Şike, doping ve kadınlar!
Bizim futbol dünyamızda üç şey önemlidir; şike, doping ve kadınlar! Bu önemli gerçeği hepimiz biliriz ama üç maymunu oynarız. Çok değil 5-10 yıl öncesine kadar atlara yapılan dopingler futbolculara yapılırdı. Sahada bayılan, sonradan hastalanıp felç geçiren o kadar çok oyuncu var ki... Şike ise bugün mafya-futbol ikilemi içinde dönüp dolaşıyor. Futbol dünyamızın kadınlar bölümü de var tabii...
Hayır, hayır futbolculardan söz etmeyeceğim. Onlar bu konuyu ünlü mankenlerle, Laila'ya gitmek olarak yorumluyor. Ben sizlere kadının futboldaki rolünü anlatacağım. Bilirsiniz ki futbolda en önemli kişi ne bacak arasından gol yiyen kova kaleci ne de kendi kalesine gol atan oyuncu ne de boş kaleye gol kaçıran golcüdür.

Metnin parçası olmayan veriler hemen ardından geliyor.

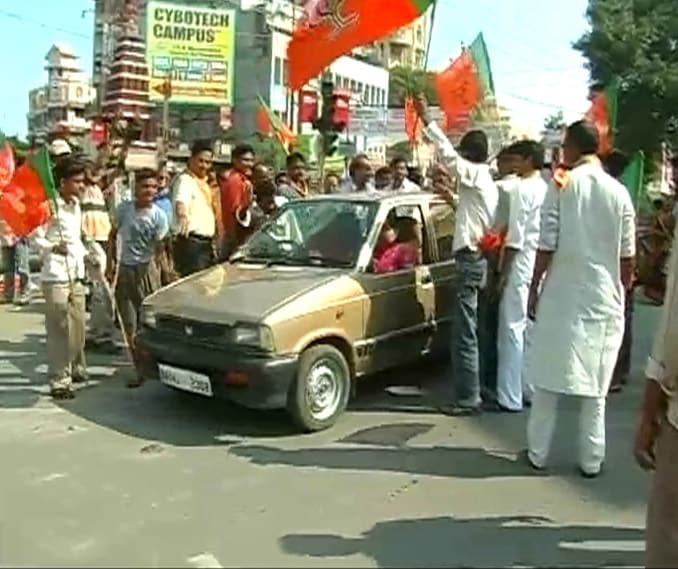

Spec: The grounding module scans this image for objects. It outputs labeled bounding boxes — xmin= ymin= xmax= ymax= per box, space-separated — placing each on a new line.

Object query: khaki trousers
xmin=42 ymin=283 xmax=86 ymax=389
xmin=645 ymin=422 xmax=678 ymax=569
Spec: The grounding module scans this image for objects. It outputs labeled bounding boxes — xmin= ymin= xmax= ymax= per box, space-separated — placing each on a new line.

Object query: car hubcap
xmin=306 ymin=359 xmax=341 ymax=421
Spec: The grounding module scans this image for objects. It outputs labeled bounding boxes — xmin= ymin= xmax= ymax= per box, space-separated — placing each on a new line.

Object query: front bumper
xmin=136 ymin=329 xmax=298 ymax=409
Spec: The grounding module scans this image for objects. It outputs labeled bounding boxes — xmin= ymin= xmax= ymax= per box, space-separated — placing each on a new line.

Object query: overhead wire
xmin=0 ymin=0 xmax=579 ymax=119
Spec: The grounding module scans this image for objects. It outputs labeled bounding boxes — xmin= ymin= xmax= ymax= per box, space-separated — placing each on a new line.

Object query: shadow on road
xmin=280 ymin=517 xmax=644 ymax=567
xmin=230 ymin=445 xmax=536 ymax=479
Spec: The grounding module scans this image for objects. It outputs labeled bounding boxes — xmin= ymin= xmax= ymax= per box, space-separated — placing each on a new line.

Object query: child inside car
xmin=373 ymin=217 xmax=421 ymax=274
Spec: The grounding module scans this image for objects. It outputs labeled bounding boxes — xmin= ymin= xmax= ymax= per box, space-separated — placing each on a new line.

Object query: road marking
xmin=560 ymin=539 xmax=645 ymax=552
xmin=37 ymin=472 xmax=68 ymax=484
xmin=188 ymin=553 xmax=223 ymax=569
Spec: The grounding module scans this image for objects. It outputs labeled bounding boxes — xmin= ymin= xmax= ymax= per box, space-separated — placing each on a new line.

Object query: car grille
xmin=158 ymin=315 xmax=229 ymax=342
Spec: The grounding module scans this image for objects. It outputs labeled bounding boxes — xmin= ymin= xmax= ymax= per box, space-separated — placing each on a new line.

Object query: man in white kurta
xmin=524 ymin=121 xmax=635 ymax=477
xmin=497 ymin=140 xmax=547 ymax=412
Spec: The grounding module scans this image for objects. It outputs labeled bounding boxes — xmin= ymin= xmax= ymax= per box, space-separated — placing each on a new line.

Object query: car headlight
xmin=231 ymin=324 xmax=274 ymax=352
xmin=139 ymin=306 xmax=158 ymax=328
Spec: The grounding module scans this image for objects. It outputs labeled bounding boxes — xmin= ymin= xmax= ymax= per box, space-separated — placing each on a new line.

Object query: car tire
xmin=287 ymin=344 xmax=351 ymax=432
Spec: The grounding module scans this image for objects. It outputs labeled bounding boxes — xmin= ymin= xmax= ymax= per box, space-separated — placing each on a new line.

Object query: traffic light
xmin=313 ymin=81 xmax=349 ymax=156
xmin=321 ymin=132 xmax=339 ymax=156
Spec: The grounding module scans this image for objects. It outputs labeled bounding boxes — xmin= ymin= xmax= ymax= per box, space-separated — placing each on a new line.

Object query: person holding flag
xmin=33 ymin=156 xmax=87 ymax=399
xmin=414 ymin=95 xmax=499 ymax=416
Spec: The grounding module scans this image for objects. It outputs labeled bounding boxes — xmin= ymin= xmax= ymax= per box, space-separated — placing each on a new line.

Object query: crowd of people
xmin=3 ymin=91 xmax=678 ymax=560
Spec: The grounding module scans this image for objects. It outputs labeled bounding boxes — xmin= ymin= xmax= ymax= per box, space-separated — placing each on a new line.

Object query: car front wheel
xmin=287 ymin=344 xmax=351 ymax=432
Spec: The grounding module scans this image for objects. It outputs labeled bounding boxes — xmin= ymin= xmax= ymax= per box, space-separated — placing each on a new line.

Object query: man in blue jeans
xmin=415 ymin=95 xmax=499 ymax=416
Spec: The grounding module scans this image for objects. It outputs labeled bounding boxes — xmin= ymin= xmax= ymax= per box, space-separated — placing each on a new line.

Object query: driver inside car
xmin=308 ymin=211 xmax=363 ymax=264
xmin=372 ymin=217 xmax=421 ymax=274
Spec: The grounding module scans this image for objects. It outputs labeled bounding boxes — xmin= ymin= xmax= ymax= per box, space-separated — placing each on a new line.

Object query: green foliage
xmin=388 ymin=67 xmax=438 ymax=107
xmin=544 ymin=111 xmax=565 ymax=130
xmin=574 ymin=0 xmax=678 ymax=167
xmin=250 ymin=135 xmax=287 ymax=170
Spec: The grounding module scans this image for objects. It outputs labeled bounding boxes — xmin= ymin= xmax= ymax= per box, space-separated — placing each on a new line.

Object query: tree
xmin=574 ymin=0 xmax=678 ymax=164
xmin=388 ymin=67 xmax=438 ymax=108
xmin=544 ymin=111 xmax=565 ymax=131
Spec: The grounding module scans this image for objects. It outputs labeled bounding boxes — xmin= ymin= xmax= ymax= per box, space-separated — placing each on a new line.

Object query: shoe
xmin=73 ymin=369 xmax=89 ymax=383
xmin=483 ymin=401 xmax=523 ymax=415
xmin=520 ymin=450 xmax=546 ymax=472
xmin=127 ymin=377 xmax=144 ymax=389
xmin=579 ymin=464 xmax=603 ymax=480
xmin=438 ymin=404 xmax=483 ymax=417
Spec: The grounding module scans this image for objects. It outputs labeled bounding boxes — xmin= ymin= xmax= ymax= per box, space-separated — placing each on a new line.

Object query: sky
xmin=0 ymin=0 xmax=588 ymax=135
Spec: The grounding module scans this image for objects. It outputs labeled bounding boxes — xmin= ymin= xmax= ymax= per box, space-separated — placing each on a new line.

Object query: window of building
xmin=273 ymin=57 xmax=283 ymax=85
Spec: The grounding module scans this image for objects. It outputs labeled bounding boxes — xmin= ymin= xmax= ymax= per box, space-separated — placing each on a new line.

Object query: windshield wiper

En önemli kişi hakemdir. Hakem için "Satın alındı" sözü kullanılmaz. Hakem "Bağlandı" denilir. Eğer hakem Kuzey ülkelerinden özellikle dağılan Sovyetler'den gelmişse yapılacak şey basit: O hakemi alışverişe götüreceksiniz. Hakemin eşine burma Trabzon bileziği, deri ceketler alınacak; bolca da dolar verilecek. Eğer hakem güneyden gelmişse yapılacak tek şey lüks bir yaşam sağlamak. Elbette bu yaşamın içinde güzel kadınlar. Hakem dünyasının bu şaşmaz kuralından yaşanmış örnek vereceğim. Avrupa Kupaları'ndan bir maç...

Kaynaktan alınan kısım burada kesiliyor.